Hece Öykü’deki Cemal Şakar'ın “Edebiyat Ortamının Melezleşmesi” yazısı, melezliğin baş tacı edildiği edebiyat ortamında, terimin sadece çokluk ve hoşgörü ikliminden ibaret olmadığını gösteriyor
Asım Öz/ Kültür Servisi
Cemal Şakar, Hece Öykü'nün son sayısında edebiyat ortamının melezleşmesinin oluşturduğu sıkıntılı hallere değinmekte. Melezliğin hoşgörü iklimini ihlal eden ama ilkeleri ihmal etmeyen bu yazı melezlik meselesini düşünmek için de bir imkân.
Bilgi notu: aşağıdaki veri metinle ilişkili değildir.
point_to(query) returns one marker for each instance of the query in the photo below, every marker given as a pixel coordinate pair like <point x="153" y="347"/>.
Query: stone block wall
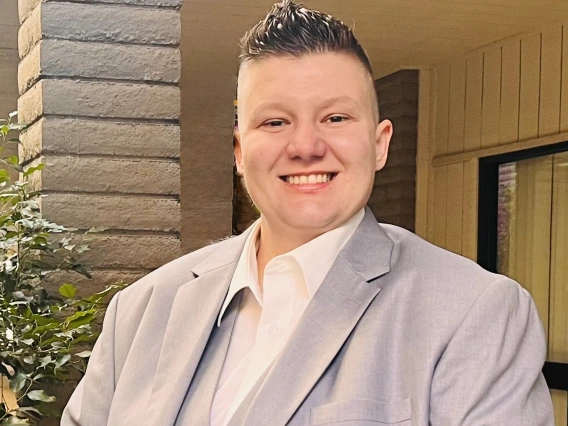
<point x="393" y="198"/>
<point x="98" y="82"/>
<point x="9" y="65"/>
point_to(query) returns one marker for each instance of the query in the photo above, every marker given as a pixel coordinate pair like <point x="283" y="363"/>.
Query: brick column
<point x="99" y="83"/>
<point x="394" y="194"/>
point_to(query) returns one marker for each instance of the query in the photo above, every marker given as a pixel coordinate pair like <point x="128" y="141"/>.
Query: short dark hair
<point x="291" y="29"/>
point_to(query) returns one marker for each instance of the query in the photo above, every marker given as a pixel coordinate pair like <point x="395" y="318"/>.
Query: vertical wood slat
<point x="532" y="236"/>
<point x="440" y="193"/>
<point x="564" y="82"/>
<point x="473" y="101"/>
<point x="457" y="107"/>
<point x="470" y="205"/>
<point x="442" y="109"/>
<point x="454" y="207"/>
<point x="491" y="98"/>
<point x="550" y="81"/>
<point x="423" y="153"/>
<point x="431" y="154"/>
<point x="529" y="96"/>
<point x="509" y="113"/>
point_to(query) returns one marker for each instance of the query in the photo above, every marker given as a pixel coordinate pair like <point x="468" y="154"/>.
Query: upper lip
<point x="310" y="173"/>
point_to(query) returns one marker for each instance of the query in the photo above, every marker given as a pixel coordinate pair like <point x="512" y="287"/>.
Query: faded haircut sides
<point x="290" y="29"/>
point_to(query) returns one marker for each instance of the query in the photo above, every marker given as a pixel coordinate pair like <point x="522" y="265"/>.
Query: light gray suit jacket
<point x="400" y="332"/>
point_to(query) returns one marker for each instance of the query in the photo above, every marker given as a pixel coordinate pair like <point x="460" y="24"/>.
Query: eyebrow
<point x="344" y="99"/>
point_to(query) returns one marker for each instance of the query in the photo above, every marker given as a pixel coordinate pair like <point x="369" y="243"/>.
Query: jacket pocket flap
<point x="386" y="412"/>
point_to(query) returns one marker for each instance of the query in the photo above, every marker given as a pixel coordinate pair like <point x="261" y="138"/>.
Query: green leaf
<point x="15" y="421"/>
<point x="81" y="318"/>
<point x="82" y="270"/>
<point x="67" y="290"/>
<point x="62" y="360"/>
<point x="18" y="382"/>
<point x="41" y="395"/>
<point x="13" y="160"/>
<point x="26" y="410"/>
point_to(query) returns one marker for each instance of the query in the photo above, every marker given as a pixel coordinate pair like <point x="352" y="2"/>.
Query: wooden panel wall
<point x="509" y="92"/>
<point x="510" y="95"/>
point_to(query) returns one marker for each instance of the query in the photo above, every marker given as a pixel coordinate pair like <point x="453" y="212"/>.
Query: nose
<point x="306" y="143"/>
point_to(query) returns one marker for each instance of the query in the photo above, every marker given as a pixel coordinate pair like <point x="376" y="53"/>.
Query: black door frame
<point x="555" y="373"/>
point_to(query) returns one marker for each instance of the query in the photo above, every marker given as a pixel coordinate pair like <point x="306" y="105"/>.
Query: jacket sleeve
<point x="490" y="372"/>
<point x="91" y="401"/>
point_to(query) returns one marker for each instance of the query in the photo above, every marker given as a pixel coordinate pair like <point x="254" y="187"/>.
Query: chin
<point x="310" y="219"/>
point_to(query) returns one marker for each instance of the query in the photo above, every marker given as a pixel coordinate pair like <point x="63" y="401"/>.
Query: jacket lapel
<point x="331" y="315"/>
<point x="192" y="318"/>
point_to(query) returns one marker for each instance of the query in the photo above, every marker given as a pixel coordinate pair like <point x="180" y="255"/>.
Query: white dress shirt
<point x="267" y="317"/>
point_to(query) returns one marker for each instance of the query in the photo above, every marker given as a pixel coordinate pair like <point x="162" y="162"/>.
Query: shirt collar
<point x="314" y="257"/>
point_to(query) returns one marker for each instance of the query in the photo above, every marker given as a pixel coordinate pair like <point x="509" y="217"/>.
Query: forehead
<point x="311" y="75"/>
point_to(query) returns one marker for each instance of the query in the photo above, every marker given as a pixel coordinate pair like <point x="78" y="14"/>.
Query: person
<point x="316" y="314"/>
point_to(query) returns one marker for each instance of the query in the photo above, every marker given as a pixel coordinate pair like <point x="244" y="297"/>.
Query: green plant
<point x="44" y="338"/>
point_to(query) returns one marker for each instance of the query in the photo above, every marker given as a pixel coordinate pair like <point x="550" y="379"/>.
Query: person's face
<point x="303" y="121"/>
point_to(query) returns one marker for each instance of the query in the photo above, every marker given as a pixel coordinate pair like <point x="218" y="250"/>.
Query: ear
<point x="238" y="152"/>
<point x="383" y="136"/>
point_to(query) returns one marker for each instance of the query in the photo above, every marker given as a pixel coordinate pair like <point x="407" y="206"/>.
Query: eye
<point x="338" y="119"/>
<point x="274" y="123"/>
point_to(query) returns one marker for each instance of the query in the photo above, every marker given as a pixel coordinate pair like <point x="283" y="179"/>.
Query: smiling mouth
<point x="310" y="179"/>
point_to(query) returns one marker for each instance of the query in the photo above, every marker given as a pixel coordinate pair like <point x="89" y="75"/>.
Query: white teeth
<point x="309" y="179"/>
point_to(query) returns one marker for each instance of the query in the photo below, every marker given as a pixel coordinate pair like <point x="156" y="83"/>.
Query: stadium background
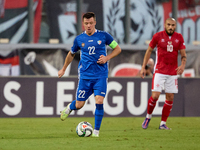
<point x="33" y="49"/>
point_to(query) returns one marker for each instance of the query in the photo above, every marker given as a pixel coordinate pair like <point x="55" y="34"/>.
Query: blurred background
<point x="35" y="35"/>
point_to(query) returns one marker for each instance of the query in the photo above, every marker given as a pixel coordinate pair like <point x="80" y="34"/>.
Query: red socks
<point x="151" y="105"/>
<point x="166" y="110"/>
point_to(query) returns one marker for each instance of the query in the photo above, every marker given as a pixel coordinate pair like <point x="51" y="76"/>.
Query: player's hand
<point x="102" y="59"/>
<point x="142" y="73"/>
<point x="60" y="73"/>
<point x="180" y="69"/>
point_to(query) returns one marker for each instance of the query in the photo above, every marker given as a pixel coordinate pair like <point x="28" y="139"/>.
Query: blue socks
<point x="73" y="105"/>
<point x="98" y="116"/>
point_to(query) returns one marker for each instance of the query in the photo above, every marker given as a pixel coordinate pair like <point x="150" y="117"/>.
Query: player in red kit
<point x="166" y="69"/>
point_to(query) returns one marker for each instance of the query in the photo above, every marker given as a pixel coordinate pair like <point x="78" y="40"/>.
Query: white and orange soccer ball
<point x="84" y="129"/>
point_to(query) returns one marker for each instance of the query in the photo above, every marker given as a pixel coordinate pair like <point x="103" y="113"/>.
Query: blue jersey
<point x="92" y="47"/>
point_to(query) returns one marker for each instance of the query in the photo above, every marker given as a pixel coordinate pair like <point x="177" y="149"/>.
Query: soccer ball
<point x="84" y="129"/>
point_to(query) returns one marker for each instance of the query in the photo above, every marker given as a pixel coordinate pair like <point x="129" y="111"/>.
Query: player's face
<point x="89" y="25"/>
<point x="170" y="26"/>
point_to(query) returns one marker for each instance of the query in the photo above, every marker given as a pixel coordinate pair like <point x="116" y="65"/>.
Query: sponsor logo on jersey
<point x="99" y="42"/>
<point x="83" y="44"/>
<point x="176" y="40"/>
<point x="170" y="42"/>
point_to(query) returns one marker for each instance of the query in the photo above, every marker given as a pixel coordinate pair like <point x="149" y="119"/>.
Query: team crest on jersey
<point x="99" y="42"/>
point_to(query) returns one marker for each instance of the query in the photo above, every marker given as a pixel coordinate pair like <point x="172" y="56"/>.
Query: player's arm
<point x="146" y="58"/>
<point x="181" y="68"/>
<point x="116" y="51"/>
<point x="68" y="60"/>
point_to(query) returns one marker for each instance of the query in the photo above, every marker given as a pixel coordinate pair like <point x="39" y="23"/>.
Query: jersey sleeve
<point x="75" y="46"/>
<point x="154" y="41"/>
<point x="110" y="41"/>
<point x="182" y="43"/>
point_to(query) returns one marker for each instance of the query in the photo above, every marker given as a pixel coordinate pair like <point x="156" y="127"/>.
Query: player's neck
<point x="91" y="33"/>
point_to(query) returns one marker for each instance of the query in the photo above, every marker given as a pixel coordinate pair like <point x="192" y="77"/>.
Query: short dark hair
<point x="89" y="15"/>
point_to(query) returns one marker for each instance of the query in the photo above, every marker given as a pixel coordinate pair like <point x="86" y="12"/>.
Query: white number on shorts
<point x="81" y="94"/>
<point x="91" y="50"/>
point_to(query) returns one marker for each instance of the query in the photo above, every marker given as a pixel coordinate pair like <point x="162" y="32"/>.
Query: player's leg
<point x="166" y="110"/>
<point x="82" y="94"/>
<point x="171" y="87"/>
<point x="157" y="86"/>
<point x="100" y="88"/>
<point x="150" y="107"/>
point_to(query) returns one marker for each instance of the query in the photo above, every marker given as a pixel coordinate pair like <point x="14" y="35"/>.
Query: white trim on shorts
<point x="168" y="83"/>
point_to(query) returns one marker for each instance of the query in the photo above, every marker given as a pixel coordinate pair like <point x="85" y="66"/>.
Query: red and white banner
<point x="14" y="22"/>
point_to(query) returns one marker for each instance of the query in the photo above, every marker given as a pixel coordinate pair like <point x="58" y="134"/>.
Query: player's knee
<point x="99" y="100"/>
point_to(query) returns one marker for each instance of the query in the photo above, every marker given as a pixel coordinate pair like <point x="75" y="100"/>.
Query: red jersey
<point x="167" y="51"/>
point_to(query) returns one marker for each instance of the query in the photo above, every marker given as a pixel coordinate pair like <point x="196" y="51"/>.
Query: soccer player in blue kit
<point x="92" y="68"/>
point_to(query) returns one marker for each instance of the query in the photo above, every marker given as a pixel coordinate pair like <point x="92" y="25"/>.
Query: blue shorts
<point x="87" y="87"/>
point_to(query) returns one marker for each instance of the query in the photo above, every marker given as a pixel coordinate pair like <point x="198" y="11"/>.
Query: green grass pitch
<point x="116" y="133"/>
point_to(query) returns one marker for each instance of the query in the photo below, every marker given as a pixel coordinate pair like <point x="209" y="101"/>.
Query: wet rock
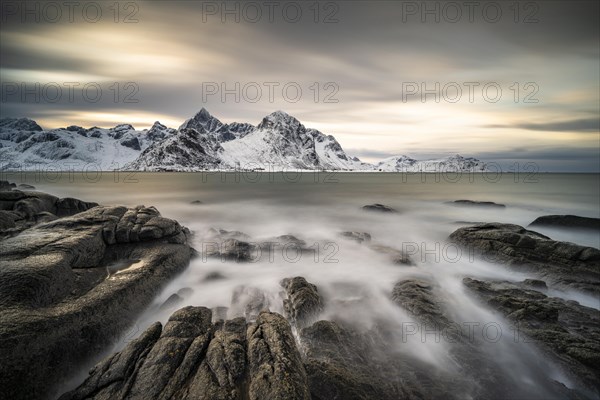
<point x="248" y="302"/>
<point x="473" y="203"/>
<point x="222" y="234"/>
<point x="232" y="250"/>
<point x="214" y="276"/>
<point x="192" y="358"/>
<point x="276" y="370"/>
<point x="566" y="330"/>
<point x="30" y="208"/>
<point x="562" y="264"/>
<point x="60" y="304"/>
<point x="535" y="284"/>
<point x="567" y="222"/>
<point x="478" y="373"/>
<point x="185" y="292"/>
<point x="396" y="256"/>
<point x="25" y="186"/>
<point x="6" y="185"/>
<point x="173" y="300"/>
<point x="303" y="303"/>
<point x="7" y="220"/>
<point x="417" y="297"/>
<point x="379" y="208"/>
<point x="359" y="237"/>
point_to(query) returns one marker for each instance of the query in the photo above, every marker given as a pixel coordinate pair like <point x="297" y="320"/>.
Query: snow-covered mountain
<point x="456" y="163"/>
<point x="280" y="140"/>
<point x="202" y="142"/>
<point x="25" y="146"/>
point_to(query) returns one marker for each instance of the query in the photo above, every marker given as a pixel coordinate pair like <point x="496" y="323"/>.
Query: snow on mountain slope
<point x="203" y="121"/>
<point x="279" y="141"/>
<point x="202" y="142"/>
<point x="25" y="146"/>
<point x="332" y="156"/>
<point x="186" y="150"/>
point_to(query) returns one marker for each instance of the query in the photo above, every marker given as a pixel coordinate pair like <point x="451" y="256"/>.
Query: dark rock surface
<point x="474" y="203"/>
<point x="561" y="264"/>
<point x="192" y="358"/>
<point x="566" y="222"/>
<point x="5" y="185"/>
<point x="477" y="370"/>
<point x="396" y="256"/>
<point x="70" y="287"/>
<point x="303" y="303"/>
<point x="356" y="236"/>
<point x="569" y="332"/>
<point x="26" y="209"/>
<point x="202" y="355"/>
<point x="379" y="208"/>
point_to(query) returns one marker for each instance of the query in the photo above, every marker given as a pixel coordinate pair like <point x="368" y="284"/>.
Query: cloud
<point x="588" y="125"/>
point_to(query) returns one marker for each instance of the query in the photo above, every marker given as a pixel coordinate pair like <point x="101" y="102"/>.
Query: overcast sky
<point x="360" y="65"/>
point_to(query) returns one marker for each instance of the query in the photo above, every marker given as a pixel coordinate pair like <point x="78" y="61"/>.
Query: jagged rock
<point x="535" y="284"/>
<point x="7" y="220"/>
<point x="222" y="234"/>
<point x="276" y="370"/>
<point x="248" y="302"/>
<point x="132" y="143"/>
<point x="5" y="185"/>
<point x="379" y="208"/>
<point x="214" y="276"/>
<point x="232" y="249"/>
<point x="478" y="373"/>
<point x="568" y="331"/>
<point x="396" y="256"/>
<point x="185" y="292"/>
<point x="25" y="186"/>
<point x="171" y="302"/>
<point x="61" y="303"/>
<point x="566" y="222"/>
<point x="356" y="236"/>
<point x="562" y="264"/>
<point x="27" y="209"/>
<point x="416" y="296"/>
<point x="191" y="358"/>
<point x="303" y="303"/>
<point x="474" y="203"/>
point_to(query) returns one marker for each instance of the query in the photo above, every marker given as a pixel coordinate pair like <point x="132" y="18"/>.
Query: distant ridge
<point x="202" y="142"/>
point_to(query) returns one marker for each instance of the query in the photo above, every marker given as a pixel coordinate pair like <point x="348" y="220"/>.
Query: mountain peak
<point x="202" y="121"/>
<point x="279" y="120"/>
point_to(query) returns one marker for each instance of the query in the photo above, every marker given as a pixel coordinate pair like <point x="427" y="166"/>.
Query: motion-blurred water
<point x="355" y="281"/>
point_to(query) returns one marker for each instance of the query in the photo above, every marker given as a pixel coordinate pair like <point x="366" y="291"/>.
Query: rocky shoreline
<point x="75" y="275"/>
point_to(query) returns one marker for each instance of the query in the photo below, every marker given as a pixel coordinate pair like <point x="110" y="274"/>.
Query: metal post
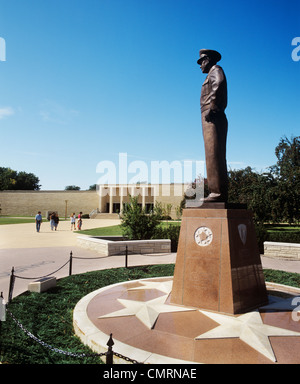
<point x="109" y="353"/>
<point x="11" y="285"/>
<point x="70" y="263"/>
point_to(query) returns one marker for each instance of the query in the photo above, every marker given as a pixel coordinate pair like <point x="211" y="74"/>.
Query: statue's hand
<point x="211" y="116"/>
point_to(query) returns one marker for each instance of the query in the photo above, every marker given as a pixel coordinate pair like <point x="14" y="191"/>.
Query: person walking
<point x="79" y="223"/>
<point x="56" y="220"/>
<point x="38" y="221"/>
<point x="73" y="222"/>
<point x="52" y="216"/>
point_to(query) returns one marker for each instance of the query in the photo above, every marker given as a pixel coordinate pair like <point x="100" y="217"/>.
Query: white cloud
<point x="5" y="112"/>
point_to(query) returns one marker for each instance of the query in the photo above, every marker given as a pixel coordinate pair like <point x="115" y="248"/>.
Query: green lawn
<point x="116" y="230"/>
<point x="16" y="220"/>
<point x="48" y="315"/>
<point x="4" y="220"/>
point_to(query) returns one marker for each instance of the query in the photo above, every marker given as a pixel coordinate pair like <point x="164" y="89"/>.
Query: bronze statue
<point x="213" y="103"/>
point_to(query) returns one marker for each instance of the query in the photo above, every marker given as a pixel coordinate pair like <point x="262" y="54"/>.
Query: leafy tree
<point x="13" y="180"/>
<point x="254" y="189"/>
<point x="136" y="224"/>
<point x="287" y="172"/>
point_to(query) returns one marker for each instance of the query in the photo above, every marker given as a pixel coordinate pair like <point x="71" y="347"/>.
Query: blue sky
<point x="86" y="80"/>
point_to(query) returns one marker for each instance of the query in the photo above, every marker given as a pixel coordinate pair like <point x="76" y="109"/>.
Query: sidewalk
<point x="35" y="254"/>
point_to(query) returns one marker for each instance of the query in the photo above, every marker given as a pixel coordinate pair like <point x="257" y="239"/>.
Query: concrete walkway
<point x="35" y="254"/>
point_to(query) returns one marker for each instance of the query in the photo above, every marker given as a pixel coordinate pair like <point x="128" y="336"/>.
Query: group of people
<point x="54" y="220"/>
<point x="73" y="221"/>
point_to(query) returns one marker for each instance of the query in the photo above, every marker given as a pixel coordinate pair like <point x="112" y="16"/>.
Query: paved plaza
<point x="35" y="254"/>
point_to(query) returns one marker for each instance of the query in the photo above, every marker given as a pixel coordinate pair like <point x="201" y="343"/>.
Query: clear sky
<point x="86" y="80"/>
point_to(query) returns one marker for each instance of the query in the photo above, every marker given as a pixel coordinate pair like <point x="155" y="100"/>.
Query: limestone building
<point x="107" y="199"/>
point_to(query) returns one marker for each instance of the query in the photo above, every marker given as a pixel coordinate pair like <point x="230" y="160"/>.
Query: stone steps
<point x="113" y="216"/>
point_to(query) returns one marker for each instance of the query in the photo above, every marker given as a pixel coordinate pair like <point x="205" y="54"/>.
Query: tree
<point x="13" y="180"/>
<point x="72" y="188"/>
<point x="136" y="224"/>
<point x="287" y="172"/>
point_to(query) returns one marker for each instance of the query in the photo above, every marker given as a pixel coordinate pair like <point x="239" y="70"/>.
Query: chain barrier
<point x="68" y="353"/>
<point x="41" y="277"/>
<point x="46" y="345"/>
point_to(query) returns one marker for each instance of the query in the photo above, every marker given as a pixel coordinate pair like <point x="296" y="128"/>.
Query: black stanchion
<point x="11" y="285"/>
<point x="110" y="354"/>
<point x="70" y="264"/>
<point x="126" y="257"/>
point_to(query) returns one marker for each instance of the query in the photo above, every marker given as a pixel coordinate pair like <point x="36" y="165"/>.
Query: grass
<point x="48" y="315"/>
<point x="16" y="220"/>
<point x="282" y="227"/>
<point x="5" y="220"/>
<point x="116" y="230"/>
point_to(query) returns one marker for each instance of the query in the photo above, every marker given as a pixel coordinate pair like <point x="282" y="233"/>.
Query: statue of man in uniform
<point x="213" y="103"/>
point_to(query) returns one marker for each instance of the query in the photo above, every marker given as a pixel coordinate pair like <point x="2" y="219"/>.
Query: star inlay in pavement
<point x="163" y="286"/>
<point x="249" y="328"/>
<point x="146" y="311"/>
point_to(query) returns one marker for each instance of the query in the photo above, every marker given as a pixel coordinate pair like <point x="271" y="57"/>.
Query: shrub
<point x="171" y="232"/>
<point x="136" y="224"/>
Önce melezliğin genel olarak nasıl anlamlandırıldığına bakmakta yarar var. Muhamed Abduh ve Reşid Rıza'nın kaleme aldıkları Menar tefsirinin girişinde kültürel hayatla ilgili olarak üç aşamanın söz konusu olduğu belirtilir: Taklit, melezlik ve özgünlük olarak sıralanır bu aşamalar. Melezliğin geleneksel ile modern toplum ve paradigmalarının arasında kalmış bir uğrak olduğunu ifade eden postkolanyal yaklaşımlarla da benzerliği var bu üçlü kategorinin. Tabii bazı durumlarda tersinden bir okuma da yapılabilir kültürel olanın aşamalarına dair. Sözgelimi günümüzde sıklıkla karşılaştığımız özgünlükten melezliğe düşüş, geri çekiliş gibi. Bu durum, kültürel öznenin özgünlük düşüncesinden farklılaşarak bölünürken yeniden oluşması; oluşurken başka bir tadı, kültürü de bünyesine alması, çoğalması; başka bir kültürel coğrafyaya dönüşmesi; dönüşürken içindekiyle içinde yaşadığını da kendine çevirme halidir. İşte bu yönüyle bakan kişinin yüklediği anlama göre melezlik kültür uyuşmasının ya da çelişkisinin bir fotoğrafı biçiminde karşımıza çıkar.
SÖZCÜĞÜN SERENCAMI
Her ne kadar Nilüfer Göle Melez Desenler'(2002)i yazmış olsa da kelime ile ilgili hiçbir deyimin, atasözünün Türkçede olmayışı bunun yeni bir durum olduğunu ortaya koyabilir. Melez, Hulki Aktunç'un Büyük Argo Sözlüğü'nde (1980), ya da Alper Sedat Aslandaş- Baskın Bıçakçı'nın hazırladığı Popüler Siyasal Deyimler Sözlüğü'(1996)nde de yok. D.Mehmet Doğan'ın hazırladığı Doğan Büyük Türkçe Sözlük'(2010)te kelime ile ilgili üç söczük var: Melez, melezleşme, melezleme. Sözcüğün sözlük anlamı "karışık", "dönük" "katışık", "karanlık" "ırkları ayrı bir ana babadan doğmuş, her iki ırkın kimi özelliklerini taşıyan kişi". İşe yaramaz anlamına da geliyor. "Soyu karışık, dölü değişik olan yaratık, belli bir soydan değil de döllenme yoluyla karışık soydan gelen" anlamına da geliyor. Sözlüklerde yer alan tanımlama biçiminin sıkıntılı olduğunu düşünen Caner Taslaman İslami unsurla Batılı unsurların bir arada olduğu süreçleri anlatmak için kullanılan melez kimlikler ifadesine haklı olarak rezerv koyduğunu da hatırlamak gerekecektir. Taslaman, Küreselleşme Sürecinde Türkiye'de İslam(2011) kitabında kelime hakkındaki rezervleri babında şunları ifade eder: "Fakat "melezlik" ifadesi; daha ziyade bir Finlandiyalı ile bir Arap'ın veya bir beyazla zencinin evlenip melez çocuklara sahip olmaları gibi anlamları çağrıştırmaktadır. Oysa Batı ile İslam'ın karşı karşıya bir durumdayken, bireylerin kimliklerinde beraberce buluşması; başlangıcı bir arzuya dayanmadan, rastgele ve karmaşık süreçlerin sonucunda olmuştur. Bu yüzden "melez kimlikler" demek yerine "karışım kimlikler" demeyi tercih ettim." Bu rezervi akılda tutarak devam edelim.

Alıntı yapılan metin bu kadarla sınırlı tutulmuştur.